Starting this April, Windsorites will have to start paying attention to when they turn on the dryer or dishwasher.

Time-of-use billing for electricity is scheduled to arrive in Windsor in April.

Years after other utility providers made the switch, Enwin will implement the system.

The city is one of the last in the province to implement the billing system.

Enwin was granted an extension to replace its billing system.

"Now we're implementing a new computer system that will help us service our customers better under the time of use system. That takes a considerable amount of time to put that into effect," said Enwin's communications officer, Barbara Peirce Marshall.

Electricity will cost more during "peak hours" during the day, and less at night. The rates are set by the province.

After 7 p.m., homeowners will save a few cents per kilowatt hour. But during the day, they will pay more.

"Whether or not a customer will save money will depend entirely on the customer," Peirce Marshall said. "Customers are going to need to look at their consumption patterns and determine how much it’s worth to them to try to control their consumption so they can control their prices."

Mark Harris lives in LaSalle, where his utilities provider, Essex Power, has already been billing this way for years. He estimates time-of-use billing is saving him $50 a month now that he and his family have changed their routines.

"If it was a matter of saving $10 a month, are you going to put yourself through that? I’m not," he said. "But sometimes it’s very inconvenient."

Fellow LaSalle resident Dave Simatic said he doesn't like the change.

"We’re doing laundry at a 10 or 11 at night. It’s not practical," he said. "We don’t agree with it. But you don’t have a choice."

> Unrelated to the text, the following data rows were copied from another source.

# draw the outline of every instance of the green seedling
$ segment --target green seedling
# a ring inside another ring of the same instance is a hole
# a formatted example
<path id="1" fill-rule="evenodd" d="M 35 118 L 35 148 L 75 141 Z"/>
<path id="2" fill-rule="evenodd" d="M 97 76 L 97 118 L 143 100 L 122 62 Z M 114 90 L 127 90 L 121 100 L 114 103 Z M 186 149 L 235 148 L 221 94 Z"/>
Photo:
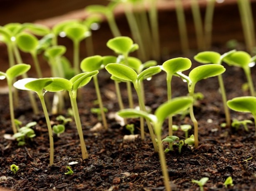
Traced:
<path id="1" fill-rule="evenodd" d="M 256 98 L 255 97 L 243 96 L 235 98 L 231 100 L 229 100 L 227 104 L 230 109 L 235 111 L 251 113 L 254 118 L 254 122 L 256 121 Z M 255 129 L 256 130 L 256 126 Z M 255 137 L 256 137 L 256 132 Z"/>
<path id="2" fill-rule="evenodd" d="M 35 121 L 28 123 L 24 127 L 19 129 L 19 132 L 13 135 L 13 137 L 18 142 L 18 146 L 23 146 L 26 144 L 25 139 L 30 138 L 32 139 L 35 137 L 35 131 L 30 127 L 35 125 L 37 123 Z"/>
<path id="3" fill-rule="evenodd" d="M 181 129 L 185 132 L 185 137 L 186 139 L 189 137 L 189 130 L 192 128 L 190 125 L 182 125 L 180 126 Z"/>
<path id="4" fill-rule="evenodd" d="M 72 169 L 71 169 L 71 168 L 68 167 L 68 166 L 66 166 L 66 167 L 67 167 L 67 172 L 65 172 L 65 174 L 66 175 L 72 175 L 74 173 L 74 172 L 72 170 Z"/>
<path id="5" fill-rule="evenodd" d="M 199 181 L 192 180 L 192 183 L 197 184 L 200 187 L 200 191 L 204 191 L 204 185 L 205 184 L 205 183 L 206 183 L 206 182 L 207 182 L 208 180 L 209 180 L 209 178 L 208 177 L 204 177 L 204 178 L 202 178 Z"/>
<path id="6" fill-rule="evenodd" d="M 103 59 L 104 59 L 102 57 L 99 55 L 88 57 L 82 61 L 80 65 L 80 67 L 85 72 L 89 72 L 95 70 L 100 70 L 104 69 L 105 67 L 105 65 L 104 64 Z M 107 129 L 108 128 L 107 123 L 107 122 L 105 112 L 104 112 L 103 104 L 98 81 L 98 78 L 97 76 L 95 75 L 92 78 L 93 78 L 93 82 L 96 91 L 97 100 L 99 102 L 99 105 L 100 109 L 100 113 L 103 122 L 103 126 L 105 129 Z"/>
<path id="7" fill-rule="evenodd" d="M 226 56 L 228 56 L 229 54 L 234 52 L 236 50 L 231 50 L 221 55 L 218 52 L 213 51 L 205 51 L 198 53 L 194 56 L 194 59 L 196 61 L 202 64 L 214 64 L 221 65 L 222 61 Z M 226 124 L 228 127 L 230 127 L 231 123 L 230 114 L 226 104 L 227 98 L 226 91 L 223 82 L 223 78 L 221 74 L 218 76 L 218 80 L 221 94 L 222 103 L 226 116 Z"/>
<path id="8" fill-rule="evenodd" d="M 118 112 L 117 114 L 123 118 L 143 117 L 150 120 L 154 127 L 157 139 L 160 140 L 162 140 L 162 128 L 165 119 L 168 115 L 174 115 L 186 109 L 192 104 L 192 102 L 193 99 L 190 97 L 181 97 L 174 98 L 162 104 L 157 108 L 154 115 L 149 114 L 144 111 L 134 109 L 121 110 Z M 170 191 L 171 189 L 169 184 L 169 178 L 163 146 L 161 141 L 158 141 L 157 143 L 165 189 L 167 191 Z"/>
<path id="9" fill-rule="evenodd" d="M 125 125 L 125 128 L 130 132 L 131 135 L 134 135 L 134 124 L 127 124 Z"/>
<path id="10" fill-rule="evenodd" d="M 66 125 L 68 122 L 71 122 L 73 121 L 71 118 L 65 118 L 64 116 L 62 115 L 58 115 L 56 118 L 56 120 L 59 121 L 63 125 Z"/>
<path id="11" fill-rule="evenodd" d="M 246 77 L 251 95 L 255 96 L 254 87 L 251 74 L 250 67 L 254 66 L 256 56 L 251 57 L 250 54 L 244 51 L 237 51 L 229 54 L 224 58 L 224 61 L 229 66 L 242 68 Z"/>
<path id="12" fill-rule="evenodd" d="M 98 71 L 94 71 L 91 72 L 81 73 L 75 76 L 70 80 L 61 78 L 52 78 L 51 79 L 52 80 L 52 83 L 45 88 L 46 90 L 54 92 L 62 91 L 68 91 L 80 139 L 83 160 L 87 158 L 89 156 L 85 143 L 77 102 L 77 90 L 79 88 L 85 86 L 90 81 L 92 77 L 97 75 L 98 73 Z"/>
<path id="13" fill-rule="evenodd" d="M 9 103 L 11 117 L 11 122 L 12 123 L 12 128 L 14 134 L 17 132 L 16 128 L 15 117 L 14 108 L 13 106 L 13 98 L 12 97 L 12 83 L 14 79 L 27 72 L 30 69 L 30 66 L 25 64 L 16 64 L 9 68 L 6 72 L 0 71 L 0 79 L 2 80 L 6 78 L 8 88 L 9 90 Z"/>
<path id="14" fill-rule="evenodd" d="M 223 183 L 223 185 L 225 186 L 226 189 L 228 188 L 228 186 L 230 185 L 231 186 L 234 186 L 234 184 L 233 184 L 233 179 L 232 176 L 229 176 Z"/>
<path id="15" fill-rule="evenodd" d="M 50 165 L 53 164 L 54 148 L 53 148 L 53 137 L 50 119 L 47 111 L 47 108 L 45 105 L 44 95 L 45 93 L 45 88 L 49 84 L 52 83 L 53 80 L 50 78 L 43 78 L 37 79 L 33 78 L 27 78 L 20 80 L 16 81 L 13 86 L 16 88 L 22 90 L 31 91 L 35 92 L 39 97 L 42 104 L 45 117 L 47 124 L 48 132 L 50 144 Z"/>
<path id="16" fill-rule="evenodd" d="M 109 40 L 107 46 L 113 50 L 116 54 L 121 55 L 125 64 L 128 65 L 128 56 L 139 48 L 138 44 L 134 44 L 132 40 L 127 37 L 118 37 Z M 130 108 L 134 108 L 132 93 L 129 81 L 127 82 L 127 91 Z"/>
<path id="17" fill-rule="evenodd" d="M 13 172 L 14 174 L 18 171 L 19 168 L 19 167 L 15 164 L 12 164 L 11 165 L 11 170 Z"/>
<path id="18" fill-rule="evenodd" d="M 144 112 L 146 111 L 146 107 L 143 98 L 141 93 L 141 81 L 151 77 L 153 75 L 161 72 L 160 66 L 153 66 L 144 70 L 139 74 L 137 74 L 136 72 L 131 68 L 126 66 L 119 64 L 111 63 L 107 64 L 105 67 L 106 69 L 112 76 L 122 80 L 132 82 L 134 85 L 138 97 L 140 109 Z M 156 143 L 155 142 L 154 131 L 149 120 L 146 118 L 151 139 L 153 142 L 154 148 L 157 151 Z M 142 129 L 141 128 L 142 127 Z M 142 139 L 144 138 L 144 126 L 141 125 L 141 135 Z"/>
<path id="19" fill-rule="evenodd" d="M 185 58 L 176 58 L 170 59 L 165 61 L 162 66 L 163 69 L 167 73 L 167 98 L 171 99 L 171 79 L 172 76 L 177 72 L 186 70 L 191 67 L 191 61 Z M 172 117 L 169 118 L 169 136 L 172 135 Z"/>
<path id="20" fill-rule="evenodd" d="M 236 131 L 238 130 L 238 129 L 239 127 L 242 125 L 244 127 L 244 130 L 247 131 L 247 132 L 249 131 L 249 130 L 248 129 L 248 127 L 247 127 L 247 123 L 251 123 L 252 124 L 253 122 L 251 120 L 243 120 L 242 121 L 239 121 L 238 120 L 234 119 L 232 123 L 231 124 L 231 126 L 235 128 Z"/>
<path id="21" fill-rule="evenodd" d="M 226 69 L 223 66 L 211 64 L 200 66 L 195 68 L 190 71 L 188 76 L 181 72 L 176 72 L 176 73 L 187 81 L 189 96 L 193 97 L 195 85 L 199 81 L 203 79 L 217 76 L 222 73 Z M 189 113 L 190 118 L 194 125 L 195 147 L 197 148 L 199 145 L 198 123 L 194 115 L 193 105 L 191 106 L 189 108 Z"/>
<path id="22" fill-rule="evenodd" d="M 65 126 L 62 124 L 55 125 L 52 127 L 52 131 L 60 137 L 60 135 L 65 131 Z"/>
<path id="23" fill-rule="evenodd" d="M 165 153 L 168 152 L 169 151 L 173 151 L 173 147 L 172 145 L 174 144 L 174 142 L 177 140 L 179 140 L 179 138 L 178 137 L 172 135 L 172 136 L 167 136 L 166 138 L 165 138 L 162 140 L 162 142 L 167 142 L 169 143 L 169 149 L 167 149 L 164 151 Z"/>

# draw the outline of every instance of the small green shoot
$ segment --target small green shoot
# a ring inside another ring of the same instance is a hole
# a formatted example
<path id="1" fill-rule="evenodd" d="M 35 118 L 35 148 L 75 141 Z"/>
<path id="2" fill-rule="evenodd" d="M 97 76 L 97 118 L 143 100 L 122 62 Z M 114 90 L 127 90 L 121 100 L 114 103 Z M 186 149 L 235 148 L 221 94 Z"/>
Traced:
<path id="1" fill-rule="evenodd" d="M 228 188 L 228 186 L 229 185 L 230 185 L 231 186 L 234 186 L 234 184 L 233 184 L 233 179 L 232 179 L 232 176 L 229 176 L 227 178 L 227 179 L 223 183 L 223 185 L 225 186 L 225 187 L 227 189 Z"/>
<path id="2" fill-rule="evenodd" d="M 204 185 L 209 180 L 209 178 L 207 177 L 202 178 L 200 180 L 192 180 L 192 183 L 197 184 L 200 187 L 200 191 L 204 191 Z"/>
<path id="3" fill-rule="evenodd" d="M 67 168 L 67 172 L 65 172 L 65 174 L 66 175 L 72 175 L 74 174 L 74 172 L 71 169 L 71 168 L 69 166 L 67 166 L 66 167 Z"/>
<path id="4" fill-rule="evenodd" d="M 13 172 L 13 174 L 15 174 L 18 171 L 19 169 L 18 166 L 15 164 L 12 164 L 11 165 L 11 170 Z"/>

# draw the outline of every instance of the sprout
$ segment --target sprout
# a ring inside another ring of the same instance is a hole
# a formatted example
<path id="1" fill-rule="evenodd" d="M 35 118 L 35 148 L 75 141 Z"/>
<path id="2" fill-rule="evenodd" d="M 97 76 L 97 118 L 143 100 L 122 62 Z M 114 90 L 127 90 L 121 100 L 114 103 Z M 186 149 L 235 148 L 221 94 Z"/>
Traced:
<path id="1" fill-rule="evenodd" d="M 200 187 L 200 191 L 204 191 L 204 185 L 205 184 L 205 183 L 206 183 L 206 182 L 207 182 L 208 180 L 209 180 L 209 178 L 208 177 L 205 177 L 202 178 L 199 181 L 192 180 L 192 183 L 197 184 Z"/>
<path id="2" fill-rule="evenodd" d="M 19 170 L 19 167 L 18 166 L 15 164 L 12 164 L 11 165 L 11 170 L 13 172 L 13 174 L 15 174 L 16 172 Z"/>

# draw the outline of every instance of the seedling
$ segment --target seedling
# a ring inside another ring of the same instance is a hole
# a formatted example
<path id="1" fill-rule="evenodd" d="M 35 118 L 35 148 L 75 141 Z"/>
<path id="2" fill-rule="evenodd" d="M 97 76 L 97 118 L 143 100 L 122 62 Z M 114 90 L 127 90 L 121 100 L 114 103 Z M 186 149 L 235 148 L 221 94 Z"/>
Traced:
<path id="1" fill-rule="evenodd" d="M 181 129 L 185 132 L 185 137 L 186 139 L 189 137 L 189 130 L 192 128 L 190 125 L 182 125 L 180 126 Z"/>
<path id="2" fill-rule="evenodd" d="M 37 79 L 33 78 L 27 78 L 20 80 L 16 81 L 13 86 L 16 88 L 22 90 L 31 91 L 35 92 L 39 97 L 40 101 L 45 114 L 50 144 L 50 165 L 53 164 L 54 149 L 53 149 L 53 137 L 50 119 L 47 111 L 47 108 L 45 105 L 45 102 L 44 98 L 44 95 L 45 93 L 45 88 L 50 83 L 52 83 L 53 80 L 50 78 L 43 78 Z"/>
<path id="3" fill-rule="evenodd" d="M 235 98 L 227 102 L 229 107 L 235 111 L 251 113 L 256 121 L 256 98 L 253 96 L 243 96 Z M 256 126 L 255 126 L 256 130 Z M 256 132 L 255 132 L 256 137 Z"/>
<path id="4" fill-rule="evenodd" d="M 67 172 L 65 172 L 65 174 L 66 175 L 72 175 L 74 173 L 74 172 L 71 169 L 71 168 L 69 166 L 67 166 L 66 167 L 67 167 Z"/>
<path id="5" fill-rule="evenodd" d="M 195 85 L 199 81 L 219 75 L 224 72 L 225 70 L 226 69 L 223 66 L 211 64 L 200 66 L 195 68 L 190 71 L 188 76 L 181 72 L 176 72 L 176 73 L 187 81 L 189 95 L 193 97 Z M 192 105 L 191 105 L 189 108 L 189 113 L 190 118 L 194 125 L 195 147 L 197 148 L 199 145 L 198 123 L 194 115 Z"/>
<path id="6" fill-rule="evenodd" d="M 233 184 L 233 179 L 232 176 L 229 176 L 223 183 L 223 185 L 225 186 L 225 187 L 227 189 L 229 185 L 230 185 L 231 186 L 234 186 L 234 184 Z"/>
<path id="7" fill-rule="evenodd" d="M 208 177 L 205 177 L 202 178 L 199 181 L 192 180 L 192 183 L 197 184 L 200 187 L 200 191 L 204 191 L 204 185 L 205 184 L 205 183 L 206 183 L 206 182 L 207 182 L 208 180 L 209 180 L 209 178 Z"/>
<path id="8" fill-rule="evenodd" d="M 13 100 L 12 97 L 12 87 L 14 79 L 17 76 L 22 74 L 25 73 L 30 68 L 30 66 L 25 64 L 16 64 L 9 68 L 6 72 L 0 71 L 0 79 L 2 80 L 6 78 L 8 88 L 9 90 L 9 103 L 10 107 L 10 115 L 11 117 L 11 122 L 12 123 L 12 128 L 14 134 L 17 132 L 16 128 L 15 117 L 14 109 L 13 107 Z"/>
<path id="9" fill-rule="evenodd" d="M 98 73 L 98 71 L 94 71 L 91 72 L 81 73 L 75 76 L 70 80 L 61 78 L 52 78 L 53 81 L 52 83 L 45 87 L 47 91 L 54 92 L 63 90 L 68 92 L 74 117 L 80 139 L 83 159 L 88 158 L 88 155 L 84 140 L 84 135 L 77 103 L 77 92 L 79 88 L 88 83 L 91 80 L 92 77 L 97 75 Z"/>
<path id="10" fill-rule="evenodd" d="M 254 87 L 251 74 L 250 67 L 252 64 L 255 64 L 256 56 L 251 57 L 247 52 L 237 51 L 229 54 L 224 58 L 223 60 L 229 66 L 239 67 L 243 69 L 247 80 L 251 95 L 252 96 L 255 96 Z"/>
<path id="11" fill-rule="evenodd" d="M 14 174 L 18 171 L 19 168 L 19 167 L 15 164 L 12 164 L 11 165 L 11 170 L 13 172 Z"/>
<path id="12" fill-rule="evenodd" d="M 146 108 L 141 93 L 140 81 L 160 72 L 161 69 L 160 67 L 157 66 L 149 68 L 139 75 L 137 75 L 134 70 L 129 67 L 118 64 L 109 64 L 106 66 L 105 68 L 109 73 L 115 78 L 121 79 L 123 81 L 131 81 L 133 83 L 139 98 L 140 110 L 146 112 Z M 152 126 L 148 119 L 146 118 L 146 122 L 154 148 L 155 151 L 157 151 L 157 145 Z M 142 127 L 142 126 L 141 125 L 141 128 Z M 141 135 L 142 139 L 144 139 L 144 129 L 141 129 Z"/>
<path id="13" fill-rule="evenodd" d="M 177 72 L 186 70 L 191 67 L 191 61 L 185 58 L 176 58 L 165 61 L 162 65 L 163 69 L 167 73 L 167 98 L 171 99 L 171 79 L 173 75 Z M 172 135 L 172 117 L 169 118 L 169 136 Z"/>
<path id="14" fill-rule="evenodd" d="M 169 115 L 174 115 L 186 109 L 192 104 L 192 102 L 193 99 L 190 97 L 181 97 L 162 104 L 157 108 L 154 115 L 134 109 L 122 110 L 118 112 L 117 114 L 123 118 L 143 117 L 150 120 L 154 127 L 157 139 L 160 140 L 162 140 L 162 126 L 165 119 Z M 169 184 L 169 178 L 163 146 L 161 141 L 158 141 L 157 143 L 165 189 L 167 191 L 170 191 L 171 189 Z"/>

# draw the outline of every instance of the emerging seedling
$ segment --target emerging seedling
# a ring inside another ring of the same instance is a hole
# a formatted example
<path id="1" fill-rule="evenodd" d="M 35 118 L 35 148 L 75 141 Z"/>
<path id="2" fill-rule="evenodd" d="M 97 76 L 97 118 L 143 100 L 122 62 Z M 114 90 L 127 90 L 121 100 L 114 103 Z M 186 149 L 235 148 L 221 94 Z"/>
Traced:
<path id="1" fill-rule="evenodd" d="M 13 172 L 14 174 L 15 174 L 16 172 L 18 171 L 19 169 L 19 167 L 15 164 L 12 164 L 11 165 L 11 170 Z"/>
<path id="2" fill-rule="evenodd" d="M 45 114 L 45 120 L 46 120 L 46 123 L 47 124 L 47 127 L 48 128 L 48 132 L 49 133 L 50 143 L 50 166 L 53 164 L 53 137 L 50 119 L 47 111 L 46 105 L 45 105 L 44 95 L 45 93 L 45 88 L 50 83 L 52 83 L 52 79 L 50 78 L 43 78 L 40 79 L 27 78 L 20 80 L 16 81 L 13 84 L 14 87 L 17 89 L 22 90 L 33 91 L 37 93 L 39 97 Z"/>
<path id="3" fill-rule="evenodd" d="M 251 113 L 256 121 L 256 98 L 254 96 L 243 96 L 235 98 L 227 102 L 229 107 L 235 111 Z M 256 130 L 256 126 L 255 126 Z M 256 137 L 256 132 L 255 132 Z"/>
<path id="4" fill-rule="evenodd" d="M 154 115 L 150 114 L 144 111 L 133 109 L 127 109 L 119 111 L 117 113 L 123 118 L 137 118 L 143 117 L 150 120 L 154 127 L 157 140 L 162 140 L 162 128 L 165 119 L 169 115 L 174 115 L 182 111 L 192 104 L 193 99 L 187 96 L 176 98 L 160 105 L 156 110 Z M 169 178 L 164 154 L 164 149 L 161 142 L 157 142 L 158 152 L 164 176 L 164 186 L 167 191 L 170 191 Z"/>
<path id="5" fill-rule="evenodd" d="M 30 68 L 30 66 L 25 64 L 20 64 L 14 65 L 9 69 L 5 73 L 0 71 L 0 79 L 2 80 L 6 78 L 8 88 L 9 90 L 9 103 L 10 111 L 10 115 L 11 117 L 11 122 L 12 123 L 12 127 L 13 133 L 17 132 L 16 129 L 14 117 L 14 109 L 13 107 L 13 99 L 12 98 L 12 87 L 14 79 L 24 73 L 27 72 Z"/>
<path id="6" fill-rule="evenodd" d="M 197 184 L 200 187 L 200 191 L 204 191 L 204 185 L 206 183 L 209 178 L 207 177 L 202 178 L 200 180 L 192 180 L 192 183 Z"/>

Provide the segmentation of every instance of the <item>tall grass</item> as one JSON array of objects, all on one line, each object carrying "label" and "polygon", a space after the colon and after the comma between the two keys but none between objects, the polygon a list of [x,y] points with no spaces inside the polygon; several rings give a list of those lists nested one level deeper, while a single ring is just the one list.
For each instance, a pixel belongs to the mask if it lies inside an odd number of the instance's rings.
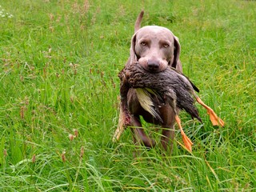
[{"label": "tall grass", "polygon": [[[16,0],[0,6],[0,190],[256,190],[254,1]],[[143,25],[164,26],[179,38],[184,73],[226,122],[213,127],[199,106],[203,125],[182,113],[192,154],[179,144],[178,131],[166,156],[160,147],[142,147],[134,158],[128,130],[119,142],[111,142],[117,74],[142,9]]]}]

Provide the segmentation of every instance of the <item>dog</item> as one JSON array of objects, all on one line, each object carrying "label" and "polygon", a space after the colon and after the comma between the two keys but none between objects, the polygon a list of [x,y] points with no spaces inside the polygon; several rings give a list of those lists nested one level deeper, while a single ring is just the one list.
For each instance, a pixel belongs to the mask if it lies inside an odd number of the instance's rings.
[{"label": "dog", "polygon": [[[178,38],[170,30],[162,26],[146,26],[140,28],[143,14],[142,10],[137,18],[134,34],[131,38],[130,58],[126,65],[138,62],[146,70],[153,74],[163,71],[170,66],[182,72],[182,66],[179,59],[181,46]],[[157,100],[157,98],[153,99]],[[167,104],[155,101],[159,106],[162,119],[162,122],[158,121],[143,109],[138,101],[136,90],[132,88],[128,90],[127,102],[131,114],[130,126],[133,127],[131,130],[134,144],[142,144],[149,148],[156,145],[155,141],[146,134],[140,121],[142,116],[146,122],[160,125],[164,128],[161,143],[165,150],[169,149],[171,151],[175,123],[173,109]]]}]

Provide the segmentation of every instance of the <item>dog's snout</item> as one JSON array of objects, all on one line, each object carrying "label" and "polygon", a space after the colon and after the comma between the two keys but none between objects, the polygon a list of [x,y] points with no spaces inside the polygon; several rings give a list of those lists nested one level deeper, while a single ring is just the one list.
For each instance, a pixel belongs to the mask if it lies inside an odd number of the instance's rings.
[{"label": "dog's snout", "polygon": [[157,72],[159,69],[160,63],[157,60],[149,60],[147,62],[147,67],[150,71]]}]

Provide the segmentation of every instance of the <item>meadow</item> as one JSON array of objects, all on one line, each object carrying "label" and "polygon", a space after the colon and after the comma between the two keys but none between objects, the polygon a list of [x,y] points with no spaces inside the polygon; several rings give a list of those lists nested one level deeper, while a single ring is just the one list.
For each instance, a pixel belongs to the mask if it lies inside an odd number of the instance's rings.
[{"label": "meadow", "polygon": [[[0,1],[0,191],[256,191],[256,2]],[[181,113],[193,152],[135,146],[118,72],[137,15],[178,37],[183,72],[225,121]]]}]

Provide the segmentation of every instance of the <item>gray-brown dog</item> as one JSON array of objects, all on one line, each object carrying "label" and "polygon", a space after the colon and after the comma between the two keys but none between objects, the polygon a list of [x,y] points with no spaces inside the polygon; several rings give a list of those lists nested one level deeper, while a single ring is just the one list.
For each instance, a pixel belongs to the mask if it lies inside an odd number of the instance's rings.
[{"label": "gray-brown dog", "polygon": [[[179,60],[181,47],[178,38],[165,27],[146,26],[140,28],[143,14],[144,12],[142,11],[137,18],[134,34],[131,39],[130,55],[126,65],[138,62],[145,70],[150,73],[165,70],[169,66],[182,71],[182,63]],[[156,98],[155,99],[157,100]],[[147,147],[155,146],[155,141],[149,138],[142,127],[140,122],[140,116],[142,116],[147,122],[161,125],[162,128],[165,128],[162,130],[161,143],[164,150],[171,150],[175,123],[173,109],[169,105],[155,101],[159,106],[160,115],[162,119],[162,122],[159,122],[142,107],[138,99],[136,90],[129,90],[127,101],[131,117],[130,126],[134,127],[131,130],[134,144],[143,144]],[[120,119],[122,118],[121,116],[120,113]],[[118,134],[118,131],[121,130],[118,129],[114,137]],[[170,143],[170,141],[171,141],[171,143]]]}]

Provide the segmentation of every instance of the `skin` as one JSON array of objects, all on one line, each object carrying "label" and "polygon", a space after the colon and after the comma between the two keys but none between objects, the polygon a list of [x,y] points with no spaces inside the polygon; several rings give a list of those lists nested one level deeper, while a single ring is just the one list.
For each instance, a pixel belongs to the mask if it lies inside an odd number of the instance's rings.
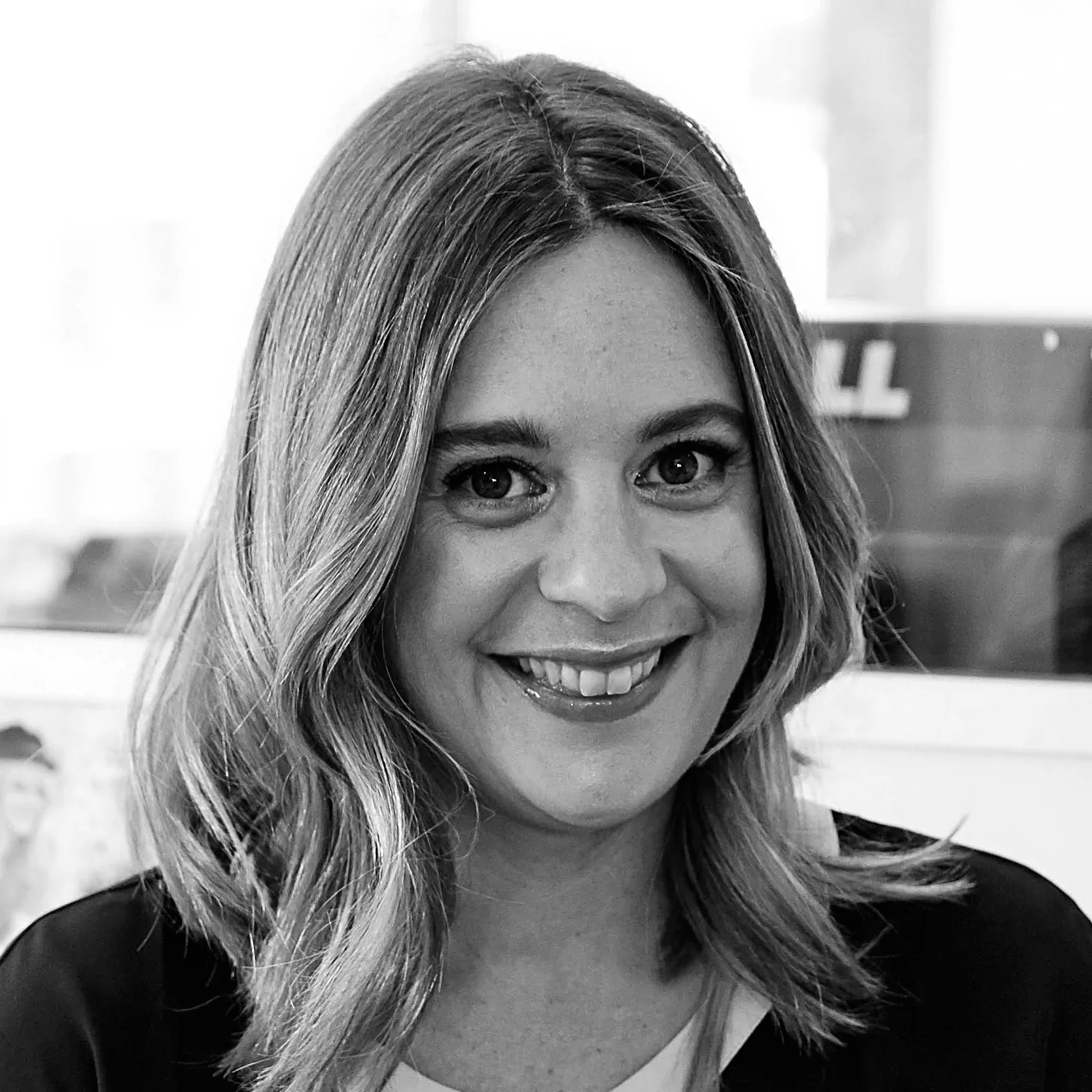
[{"label": "skin", "polygon": [[[654,415],[710,402],[739,419],[639,438]],[[434,1079],[609,1088],[692,1011],[700,976],[667,983],[656,960],[656,865],[674,786],[762,613],[744,407],[711,310],[620,228],[525,271],[462,348],[438,434],[524,418],[548,449],[435,453],[395,582],[395,669],[482,805],[456,816],[451,954],[414,1041]],[[526,468],[497,465],[512,460]],[[483,482],[503,497],[477,496]],[[681,636],[654,700],[609,723],[543,710],[494,658]]]}]

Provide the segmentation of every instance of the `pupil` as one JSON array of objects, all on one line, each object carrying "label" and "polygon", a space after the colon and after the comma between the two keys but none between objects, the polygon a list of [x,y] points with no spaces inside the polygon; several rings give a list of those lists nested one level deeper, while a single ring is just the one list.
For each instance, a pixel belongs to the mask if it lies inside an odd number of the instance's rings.
[{"label": "pupil", "polygon": [[668,485],[686,485],[698,475],[698,456],[688,451],[681,455],[661,459],[660,474]]},{"label": "pupil", "polygon": [[484,500],[502,500],[512,488],[512,475],[503,466],[483,466],[471,475],[471,487]]}]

Enwin will notify people of the coming change through newsletters and its website.

According to the Minister of Energy, more than 4.7 million smart meters are installed in Ontario, with more than 4.4 million electricity consumers currently on time-of-use pricing.

"Smart meters give consumers more precise hourly readings of energy consumption and enable Time-of-Use pricing, which rewards customers who shift electricity usage from peak hours to off-peak hours when there is less demand on the power system and power is less expensive to produce," Mark Smith, senior media relations coordinator for the Ministry of Energy told CBC News in an email. "This translates into system savings by avoiding or deferring the need for new generation and transmission and distribution investments."